Two variants are released for each diffusers-style backbone:

- **`2k`** β€” trained at 2048px, used as a 4Γ— decoder (512 LDM β†’ 2048 px), or as
  an 8Γ— decoder for the Scale-RAE backbone (256 β†’ 2048).
- **`2kto4k`** β€” trained with multi-resolution data bucketing 2048β†’3840 and an
  SD3-style dynamic shift; designed for 1024 LDM β†’ 4K (3840 px) decoding. Only
  released for the diffusers backbones.

| Path                                                          | Backbone (encoder side)                    | SR factor | Variant   |
|---------------------------------------------------------------|--------------------------------------------|-----------|-----------|
| `checkpoints/PiD_res2k_sr4x_official_flux_distill_4step`      | Flux1-dev (16-ch VAE)                      | 4Γ—        | 2k        |
| `checkpoints/PiD_res2k_sr4x_official_flux2_distill_4step`     | Flux2-dev (128-ch BN VAE)                  | 4Γ—        | 2k        |
| `checkpoints/PiD_res2k_sr4x_official_sd3_distill_4step`       | SD3 medium (16-ch VAE)                     | 4Γ—        | 2k        |
| `checkpoints/PiD_res2k_sr4x_official_dinov2_distill_4step`    | DINOv2-B + RAE ViT-XL (768-ch)             | 4Γ—        | 2k        |
| `checkpoints/PiD_res2k_sr8x_official_siglip_distill_4step`    | SigLIP-2 So400M + Scale-RAE ViT-XL (1152)  | 8Γ—        | 2k        |
| `checkpoints/PiD_res2kto4k_sr4x_official_flux_distill_4step`  | Flux1-dev (16-ch VAE)                      | 4Γ—        | 2kto4k    |
| `checkpoints/PiD_res2kto4k_sr4x_official_flux2_distill_4step` | Flux2-dev (128-ch BN VAE)                  | 4Γ—        | 2kto4k    |
| `checkpoints/PiD_res2kto4k_sr4x_official_sd3_distill_4step`   | SD3 medium (16-ch VAE)                     | 4Γ—        | 2kto4k    |

Z-Image shares Flux1's VAE, so its inference path reuses the `flux` checkpoints
(both `2k` and `2kto4k`) β€” no separate `zimage` checkpoint is shipped.

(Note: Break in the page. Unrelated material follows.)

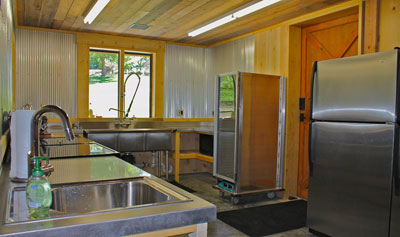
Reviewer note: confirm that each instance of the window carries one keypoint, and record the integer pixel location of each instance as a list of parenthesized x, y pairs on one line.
[(137, 84), (106, 86), (103, 83)]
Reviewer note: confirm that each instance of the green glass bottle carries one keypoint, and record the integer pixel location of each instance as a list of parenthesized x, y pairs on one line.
[(38, 192)]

Each directory contains a single file, `model_ema_bf16.pth`, which is the EMA
weights cast to bfloat16 β€” the format the inference scripts load by default.

## VAE / encoder weights

These are the per-backbone encoder (and, where applicable, original decoder)
weights that PiD pairs with. They're hosted here so a single download brings
everything needed end-to-end.

| Path                            | Description                                                                          |
|---------------------------------|--------------------------------------------------------------------------------------|
| `checkpoints/ae.safetensors`    | Flux1-dev / Z-Image 16-ch VAE (encoder + original Flux decoder).                     |
| `checkpoints/flux2_ae.safetensors` | Flux2-dev 128-ch BN VAE.                                                          |
| `checkpoints/sd3_vae/`          | SD3 medium 16-ch VAE in diffusers format.                                            |
| `checkpoints/rae/`              | DINOv2-B image encoder + RAE ViT-XL decoder + ImageNet-512 normalization statistics. |
| `checkpoints/scale_rae/`        | SigLIP-2 So400M encoder + Scale-RAE ViT-XL decoder + decoder config.                 |

## Usage

The decoder checkpoints are loaded by the inference scripts in the PiD
codebase. The exact `(backbone, ckpt_type) β†’ path` mapping is the single source
of truth in
[`pid/_src/inference/checkpoint_registry.py`](https://github.com/) β€” clone the
repo, point it at this snapshot, and the demos pick the right file
automatically:

```bash
# Pull just the checkpoints/ tree into the repo root (skips this README and
# the teaser figure so they don't clobber the files in the source repo).
hf download nvidia/PiD --local-dir . --include "checkpoints/*"

# Then run any of the demos, e.g.:
PYTHONPATH=. python -m pid._src.inference.from_ldm_flux \
    --prompt "A photorealistic cat" \
    --ldm_inference_steps 28 --save_xt_steps 22 24 26 \
    --output_dir ./results/demo \
    --cfg_scale 1 --pid_inference_steps 4 --scale 4
```

Pick the `2kto4k` variant via `--pid_ckpt_type 2kto4k` when decoding at 4K.

## License

Released under the **Apache License 2.0**. Copyright 2026 NVIDIA Corporation
& Affiliates. See the `LICENSE` file in the source repository for the full
text.

The upstream encoder backbones (DINOv2, SigLIP-2, Flux, SD3, Z-Image) and their
weights remain under their own original licenses; PiD's Apache-2.0 release
covers only the PiD decoder weights and code.